The MPs noted that in Ukraine during WWII the Nazis and their accomplices killed 3.9 million civilians, using 180 concentration camps and over 400 Jewish ghettoes. The lives of 824,000 Soviet soldiers from all ethnic groups of the Soviet Union were lost during the operation to liberate Ukraine.
In the same address, Russian lawmakers wrote that they were outraged by and denounced the various manifestations of Neo-Nazism in Ukraine. Registered examples include torch-lit marches glorifying the Nazis and their collaborators; a legislative ban on the St. George’s ribbon, which has become a symbol of victory; repressions against the members of the Immortal Regiment movement. These and other actions by Kiev authorities “completely distort the essence of the events that took place between 1941 and 1945 and are an insult to the memory of our fathers and grandfathers who gave their lives to bring peace to Ukraine.”
“The falsification of history is taking place because Kiev authorities are knowingly facilitating it and even supporting it,” the Russian lawmakers stated.
Russian officials and politicians have repeatedly protested against Kiev’s attempts to rewrite history, and against the crimes committed by Ukrainian Neo-Nazis in the course of purges that followed the 2014 coup and the subsequent civil war in the South-East of the country.
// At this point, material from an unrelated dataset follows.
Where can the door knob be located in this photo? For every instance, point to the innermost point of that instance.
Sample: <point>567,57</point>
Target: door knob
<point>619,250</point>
In one of the more recent events hundreds of far-right radicals held a march in the center of Kiev in mid-October to mark the 75th anniversary of the establishment the Ukrainian Insurgent Army (UPA) – a nationalist paramilitary group that actively collaborated with the Nazis.
The demonstrators first held a rally in central Kiev, where they demanded that the Ukrainian authorities grant the status of ‘heroes of Ukraine’ to UPA leader Roman Shukhevych and Stepan Bandera who contemporaneously led the Organization of Ukrainian Nationalists (OUN).
Under the leadership of Shukhevych and Bandera, the UPA committed mass killings of Jews and Poles in western Ukraine. In one such ethnic cleansing operation that took place in the provinces of Volhynia and Eastern Galicia, between 76,000 and 106,000 Poles, mainly women and children, were killed.